Which brief sentence meant, for Lord Charlemont, that he was loyal to the death. He was not romantic in the style of expressing himself, — he would not have
understood how to swear fealty on a drawn sword — but when he said— ‘I’m game,’-it came to the same thing. Reversing his car, he sped away, whizzing up the road like a boomerang, back to Badsworth Hall. Maryllia watched him till he was out of sight, — then with a sigh of relief, she turned and look wistfully at the church. Its beautiful architecture had the appearance of worn ivory in the mellow radiance of the late afternoon, and the sculptured figures of the Twelve Apostles in their delicately carved niches, six on either side of the portal, seemed almost life-like, as the rays of the warm and brilliant sunshine, tempered by a touch of approaching evening, struck them aslant as with a luminance from heaven. She lifted the latch of the churchyard gate, — and walking slowly with bent head between the rows of little hillocks where, under every soft green quilt of grass lay someone sleeping, she entered the sacred building. It was quite empty. There was a scent of myrtle and lilies in the air, — it came from two clusters of blossoms which were set at either side of the gold cross on the altar. Stepping softly, and with reverence, Maryllia went up to the Communion rails, and looked long and earnestly at the white alabaster sarcophagus which, in its unknown origin and antiquity, was the one unsolved mystery of St. Rest. A vague sensation of awe stole upon her, — and she sank involuntarily on her knees.
“If I could pray now,” — she thought— “What should I pray for?”

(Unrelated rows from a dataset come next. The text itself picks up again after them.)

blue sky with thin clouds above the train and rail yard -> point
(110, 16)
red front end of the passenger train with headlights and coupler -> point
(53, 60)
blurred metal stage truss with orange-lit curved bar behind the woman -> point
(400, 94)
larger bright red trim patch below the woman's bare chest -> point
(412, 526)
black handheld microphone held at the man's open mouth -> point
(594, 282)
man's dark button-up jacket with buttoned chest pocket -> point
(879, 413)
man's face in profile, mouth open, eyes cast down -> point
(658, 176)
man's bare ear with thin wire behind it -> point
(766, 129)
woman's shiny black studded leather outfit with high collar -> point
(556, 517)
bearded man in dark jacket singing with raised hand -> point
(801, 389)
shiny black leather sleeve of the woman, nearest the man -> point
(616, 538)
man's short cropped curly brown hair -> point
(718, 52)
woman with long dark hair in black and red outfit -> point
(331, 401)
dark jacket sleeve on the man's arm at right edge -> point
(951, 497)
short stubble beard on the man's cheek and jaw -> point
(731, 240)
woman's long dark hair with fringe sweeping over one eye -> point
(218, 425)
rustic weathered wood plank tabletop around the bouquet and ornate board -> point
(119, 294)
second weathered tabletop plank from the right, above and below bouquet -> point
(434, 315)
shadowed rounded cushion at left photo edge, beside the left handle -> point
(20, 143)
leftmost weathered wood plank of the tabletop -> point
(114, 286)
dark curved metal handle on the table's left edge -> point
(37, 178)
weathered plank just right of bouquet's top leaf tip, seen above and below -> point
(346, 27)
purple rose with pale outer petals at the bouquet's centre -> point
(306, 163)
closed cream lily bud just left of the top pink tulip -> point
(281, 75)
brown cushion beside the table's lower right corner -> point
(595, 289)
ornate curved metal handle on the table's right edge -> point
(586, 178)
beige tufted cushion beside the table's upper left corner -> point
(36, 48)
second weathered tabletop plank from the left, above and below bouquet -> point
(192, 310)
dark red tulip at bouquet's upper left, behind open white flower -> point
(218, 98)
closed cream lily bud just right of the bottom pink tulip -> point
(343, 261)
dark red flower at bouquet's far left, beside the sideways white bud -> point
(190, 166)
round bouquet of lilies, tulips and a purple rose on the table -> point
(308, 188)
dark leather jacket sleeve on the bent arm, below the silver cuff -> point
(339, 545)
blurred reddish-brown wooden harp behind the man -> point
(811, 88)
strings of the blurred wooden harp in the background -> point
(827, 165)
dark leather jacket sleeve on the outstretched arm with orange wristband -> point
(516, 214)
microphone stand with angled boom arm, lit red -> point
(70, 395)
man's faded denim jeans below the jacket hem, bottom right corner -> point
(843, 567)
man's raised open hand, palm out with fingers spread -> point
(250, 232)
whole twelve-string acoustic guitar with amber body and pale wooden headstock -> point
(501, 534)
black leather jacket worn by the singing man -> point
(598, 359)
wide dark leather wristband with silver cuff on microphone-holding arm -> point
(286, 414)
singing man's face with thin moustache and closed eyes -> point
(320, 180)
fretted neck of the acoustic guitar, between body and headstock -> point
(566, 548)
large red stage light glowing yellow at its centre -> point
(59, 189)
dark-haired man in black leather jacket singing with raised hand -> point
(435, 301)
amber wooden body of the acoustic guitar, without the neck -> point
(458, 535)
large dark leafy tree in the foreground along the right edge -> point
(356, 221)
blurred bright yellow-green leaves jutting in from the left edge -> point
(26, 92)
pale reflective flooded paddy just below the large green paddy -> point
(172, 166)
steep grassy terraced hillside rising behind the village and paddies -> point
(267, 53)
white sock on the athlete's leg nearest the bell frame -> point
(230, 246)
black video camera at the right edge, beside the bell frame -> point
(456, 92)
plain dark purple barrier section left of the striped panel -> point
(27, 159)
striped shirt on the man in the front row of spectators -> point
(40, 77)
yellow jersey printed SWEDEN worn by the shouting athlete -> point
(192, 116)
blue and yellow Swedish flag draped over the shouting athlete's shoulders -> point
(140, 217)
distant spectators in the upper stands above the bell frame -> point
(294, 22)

And then it seemed that something wild and appealing rose in her heart and clamoured for an utterance which her tongue refused to give, — her bosom heaved, — her lips trembled, — and suddenly a rush of tears blinded her eyes.
“Oh, if I were only LOVED!” she murmured under her breath— “If only someone could find me worth caring for! I would endure any suffering, any loss, to win this one priceless gift, — love!”
A little smothered sob broke from her lips.
“Father! Mother!” she whispered, instinctively stretching out her hands— “I am so lonely! — so very, very lonely!”
Only silence answered her, and the dumb perfume of the altar flowers. She rose, — and stood a moment trying to control herself, — a pretty little pitiful figure in her dainty, garden-party frock, a soft white chiffon hat tied on under her rounded chin with a knot of pale blue ribbon, and a tiny cobweb of a lace kerchief in her hand with which she dried her wet eyes.